The Deep Offshore Technology conference scheduled for Nov. 30 – Dec. 2 in New Orleans continues the tradition of this event by offering attendees a wide selection of frontier technology for deepwater operations. The conference, entering its 16th year, attracts attendees from the energy capitals of the world, including Europe, Russia, Australia, Asia, South America, and the US. Drawing on its wide base of experience, the technical conference addresses the complex and changing role of deepwater exploration and production in an evolving energy market.

The scope of this year's conference includes more than 30 technical sessions, from lessons learned in field development to innovative tieback techniques, from field architecture and economics to new riser technology, and from project execution and management to advanced materials. The papers summarized below are a sample of the technology mix that will be available at this year's conference.

Intelligent well design and installation challenges at Na Kika

C.D. Stair
D.B. Hebert

Shell International E&P Inc.

M.E.P. Dawson
Halliburton Energy Services Inc.

S. Jacob
WellDynamics Inc.

The ultra-deepwater Na Kika field (50% Shell/50% BP) in the US Gulf of Mexico required innovative and complex intelli-gent-well designs to develop economically multiple stacked reservoir sequences with a minimum well count. Intelligent well or "remote zonal control" functionality was integrated with the sand face completions to provide isolation between zones during well completion operations, yet allow verification of controlled flow from each zone at the end of the completion. This paper addresses the specific design challenges in intelligent well construction faced by the Na Kika comple-tions team, discusses the develop-ment of innovative solutions, and provides a summary of the successful execution of the four Na Kika intelli-gent wells.
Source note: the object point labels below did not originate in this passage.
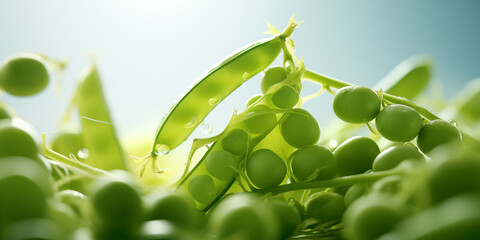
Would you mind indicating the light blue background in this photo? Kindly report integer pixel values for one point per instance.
(150, 51)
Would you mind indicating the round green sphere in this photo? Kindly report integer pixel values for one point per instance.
(24, 75)
(437, 132)
(355, 104)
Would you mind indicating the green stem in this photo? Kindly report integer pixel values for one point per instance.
(50, 154)
(335, 83)
(336, 182)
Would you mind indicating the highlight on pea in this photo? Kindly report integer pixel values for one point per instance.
(387, 168)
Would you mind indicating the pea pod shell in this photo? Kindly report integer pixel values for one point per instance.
(189, 111)
(98, 132)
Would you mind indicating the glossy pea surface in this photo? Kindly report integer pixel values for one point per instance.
(436, 133)
(398, 123)
(177, 209)
(313, 162)
(202, 188)
(24, 75)
(272, 76)
(109, 195)
(325, 206)
(261, 119)
(300, 128)
(355, 155)
(67, 143)
(18, 138)
(221, 164)
(243, 216)
(288, 216)
(455, 176)
(371, 216)
(285, 97)
(236, 141)
(265, 169)
(392, 156)
(355, 104)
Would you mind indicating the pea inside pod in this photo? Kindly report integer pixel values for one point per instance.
(98, 132)
(214, 86)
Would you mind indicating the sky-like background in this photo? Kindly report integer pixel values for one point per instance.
(150, 51)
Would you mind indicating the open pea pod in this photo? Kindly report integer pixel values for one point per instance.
(98, 132)
(190, 110)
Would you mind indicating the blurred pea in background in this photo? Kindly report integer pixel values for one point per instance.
(148, 52)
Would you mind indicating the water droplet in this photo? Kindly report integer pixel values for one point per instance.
(214, 101)
(246, 76)
(332, 143)
(83, 153)
(453, 122)
(162, 149)
(191, 123)
(206, 128)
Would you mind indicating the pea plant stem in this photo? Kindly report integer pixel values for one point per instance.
(335, 83)
(336, 182)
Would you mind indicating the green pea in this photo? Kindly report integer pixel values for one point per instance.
(21, 198)
(24, 74)
(262, 121)
(313, 161)
(25, 186)
(392, 156)
(355, 155)
(436, 133)
(398, 123)
(355, 104)
(388, 185)
(172, 207)
(325, 206)
(299, 128)
(18, 138)
(371, 216)
(212, 88)
(456, 176)
(4, 114)
(162, 230)
(202, 189)
(34, 229)
(34, 170)
(253, 99)
(67, 143)
(470, 97)
(285, 97)
(355, 192)
(457, 218)
(109, 194)
(236, 141)
(221, 164)
(265, 169)
(288, 216)
(297, 205)
(66, 218)
(242, 216)
(273, 76)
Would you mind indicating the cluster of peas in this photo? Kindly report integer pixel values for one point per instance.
(264, 177)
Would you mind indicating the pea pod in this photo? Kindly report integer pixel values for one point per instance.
(213, 87)
(409, 78)
(98, 132)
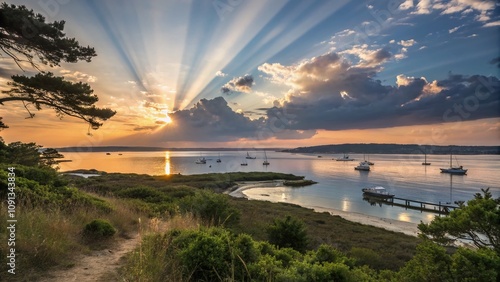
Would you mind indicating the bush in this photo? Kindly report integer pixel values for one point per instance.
(213, 209)
(288, 233)
(99, 228)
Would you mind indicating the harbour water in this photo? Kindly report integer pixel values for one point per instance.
(339, 185)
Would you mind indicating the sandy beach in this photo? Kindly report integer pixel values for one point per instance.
(407, 228)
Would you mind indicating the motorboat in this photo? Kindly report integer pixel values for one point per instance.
(250, 157)
(364, 165)
(201, 161)
(454, 170)
(377, 191)
(265, 159)
(425, 161)
(345, 158)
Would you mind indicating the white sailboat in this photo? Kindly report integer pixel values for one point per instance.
(265, 159)
(345, 158)
(454, 170)
(201, 160)
(365, 166)
(425, 160)
(249, 157)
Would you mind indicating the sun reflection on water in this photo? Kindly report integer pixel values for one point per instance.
(404, 217)
(167, 163)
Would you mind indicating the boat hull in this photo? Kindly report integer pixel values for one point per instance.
(454, 171)
(362, 168)
(377, 192)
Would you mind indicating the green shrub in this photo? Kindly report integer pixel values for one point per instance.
(204, 254)
(213, 209)
(147, 194)
(288, 233)
(99, 228)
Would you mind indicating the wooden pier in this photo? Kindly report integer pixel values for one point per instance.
(440, 208)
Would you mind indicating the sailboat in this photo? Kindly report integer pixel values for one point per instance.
(425, 160)
(368, 161)
(249, 157)
(201, 160)
(454, 170)
(365, 166)
(345, 158)
(265, 160)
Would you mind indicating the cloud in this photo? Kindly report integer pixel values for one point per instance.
(495, 61)
(491, 24)
(407, 43)
(220, 74)
(214, 121)
(367, 57)
(483, 8)
(455, 29)
(331, 93)
(406, 5)
(239, 84)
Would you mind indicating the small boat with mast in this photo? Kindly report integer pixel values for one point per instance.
(265, 159)
(250, 157)
(454, 170)
(364, 166)
(345, 158)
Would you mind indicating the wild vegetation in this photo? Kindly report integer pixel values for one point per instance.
(210, 236)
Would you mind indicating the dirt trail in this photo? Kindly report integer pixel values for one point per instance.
(98, 266)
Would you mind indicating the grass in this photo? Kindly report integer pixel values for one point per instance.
(52, 221)
(393, 249)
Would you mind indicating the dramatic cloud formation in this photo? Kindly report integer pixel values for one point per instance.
(483, 9)
(213, 120)
(238, 84)
(328, 92)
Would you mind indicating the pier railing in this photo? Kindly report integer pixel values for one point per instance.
(439, 208)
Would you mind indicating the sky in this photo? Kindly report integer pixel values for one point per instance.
(283, 73)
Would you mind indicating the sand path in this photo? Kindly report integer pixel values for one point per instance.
(100, 265)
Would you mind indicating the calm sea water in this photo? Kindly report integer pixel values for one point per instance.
(339, 184)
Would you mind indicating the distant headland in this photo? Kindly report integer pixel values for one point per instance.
(397, 149)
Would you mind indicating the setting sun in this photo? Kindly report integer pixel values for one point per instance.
(166, 119)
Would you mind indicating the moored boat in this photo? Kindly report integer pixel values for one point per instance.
(454, 170)
(365, 166)
(345, 158)
(250, 157)
(201, 161)
(265, 159)
(377, 191)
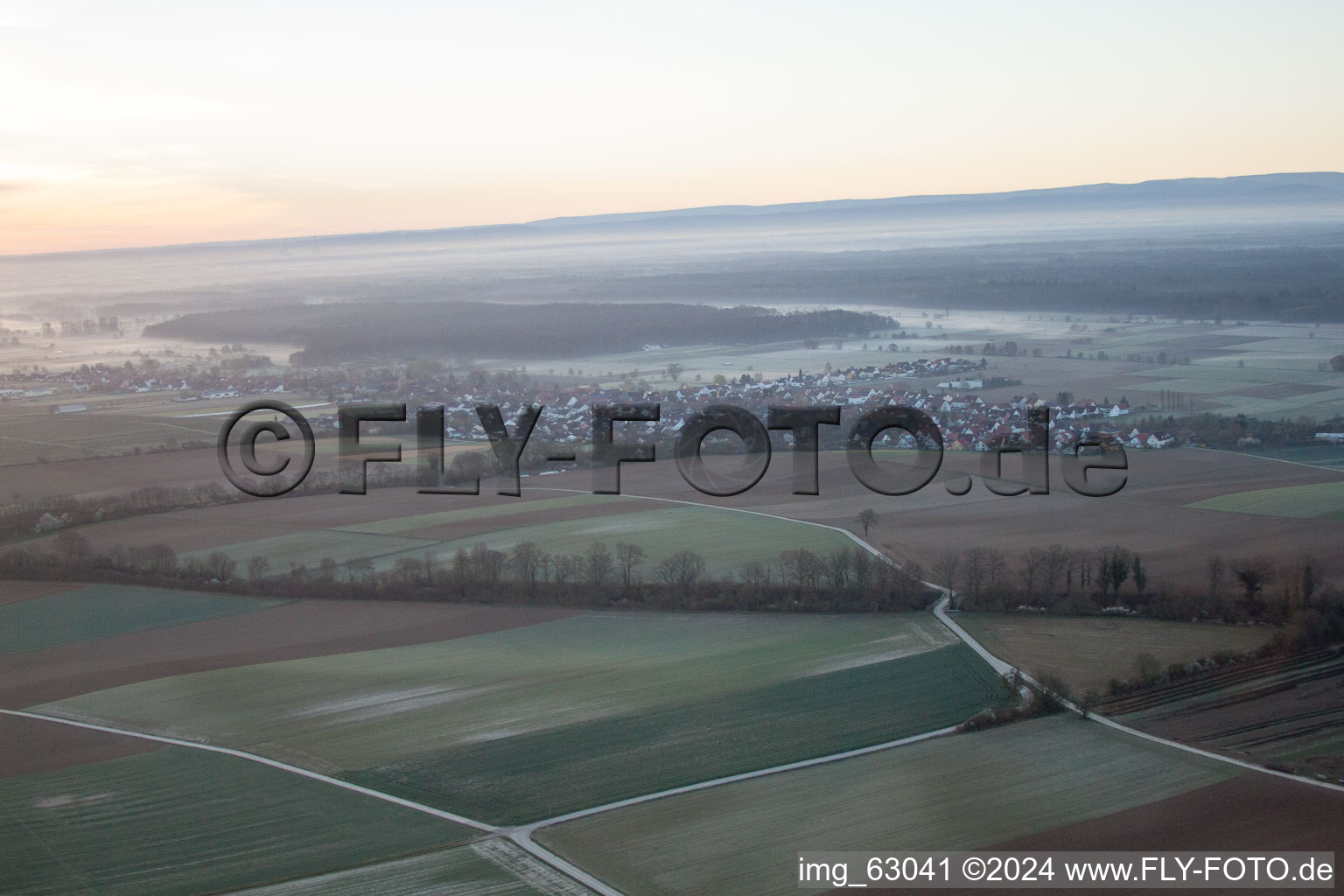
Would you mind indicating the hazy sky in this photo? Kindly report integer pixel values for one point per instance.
(140, 122)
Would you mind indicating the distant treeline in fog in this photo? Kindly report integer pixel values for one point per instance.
(340, 332)
(1288, 284)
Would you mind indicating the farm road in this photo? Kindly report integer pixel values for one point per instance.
(523, 835)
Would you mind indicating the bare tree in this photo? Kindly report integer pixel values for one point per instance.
(867, 519)
(631, 556)
(945, 570)
(682, 569)
(356, 570)
(526, 562)
(756, 574)
(1055, 566)
(566, 567)
(976, 572)
(1032, 570)
(257, 569)
(597, 564)
(839, 564)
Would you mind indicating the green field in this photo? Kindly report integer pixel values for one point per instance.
(726, 539)
(183, 821)
(108, 610)
(1326, 456)
(491, 866)
(527, 723)
(1296, 501)
(69, 437)
(965, 792)
(1088, 652)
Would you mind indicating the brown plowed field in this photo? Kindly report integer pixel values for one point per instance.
(466, 528)
(30, 746)
(290, 632)
(1146, 516)
(18, 592)
(1253, 812)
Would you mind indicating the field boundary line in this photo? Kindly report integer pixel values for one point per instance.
(732, 780)
(940, 610)
(1276, 459)
(1004, 668)
(526, 843)
(769, 516)
(263, 760)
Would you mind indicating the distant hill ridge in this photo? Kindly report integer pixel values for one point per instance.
(1328, 186)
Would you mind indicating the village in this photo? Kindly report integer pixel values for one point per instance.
(950, 396)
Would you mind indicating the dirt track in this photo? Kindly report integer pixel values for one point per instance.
(290, 632)
(30, 747)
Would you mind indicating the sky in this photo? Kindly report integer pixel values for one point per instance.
(138, 122)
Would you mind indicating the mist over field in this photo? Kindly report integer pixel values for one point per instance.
(1266, 246)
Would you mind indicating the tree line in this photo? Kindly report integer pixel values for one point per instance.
(624, 575)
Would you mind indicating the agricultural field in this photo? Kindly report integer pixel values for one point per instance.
(964, 792)
(176, 820)
(32, 436)
(1298, 501)
(567, 524)
(1088, 652)
(1286, 712)
(491, 866)
(105, 612)
(1324, 456)
(283, 630)
(528, 723)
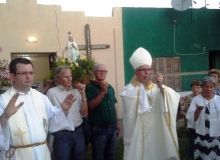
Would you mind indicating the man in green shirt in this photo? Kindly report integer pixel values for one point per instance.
(102, 115)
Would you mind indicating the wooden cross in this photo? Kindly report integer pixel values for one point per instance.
(88, 47)
(20, 133)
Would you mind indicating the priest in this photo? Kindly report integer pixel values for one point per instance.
(149, 114)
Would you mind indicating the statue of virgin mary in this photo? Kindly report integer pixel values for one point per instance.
(72, 49)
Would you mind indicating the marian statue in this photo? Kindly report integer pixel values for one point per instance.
(72, 49)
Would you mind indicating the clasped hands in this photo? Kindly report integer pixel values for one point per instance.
(159, 79)
(104, 86)
(11, 108)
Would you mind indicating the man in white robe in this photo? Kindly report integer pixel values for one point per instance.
(149, 114)
(24, 115)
The Na Kika development is 144 mi southeast of New Orleans, Louisiana, in water depths ranging from 5,800 to 7,000 ft. The project is a subsea development comprising five moderately sized independent oil and gas fields tied back to a permanently moored floating development and production host facility that is centrally located in Mississippi Canyon block 474 in 6,340 ft of water.

Individual reservoirs in each of the Na Kika fields contained recoverable reserves as small as 10% of the field totals, making economic development a significant challenge. The play type was characterized as amplitude-supported, structural-stratigraphic traps in the middle to upper Miocene of the Eastern GoM. The moderate size of the average Na Kika field is a direct function of the geologic setting and nature of the channel/levee systems encountered. A wide variety of subfacies is found in these systems with an associated wide range of reservoir quality/ types.

Field development, subsea well completion design, and completion required the marriage of several new technologies and completion methods. While many of the new techniques had been implemented separately in recent completion programs in the GoM and abroad, this completion program brought many of them together for the first time.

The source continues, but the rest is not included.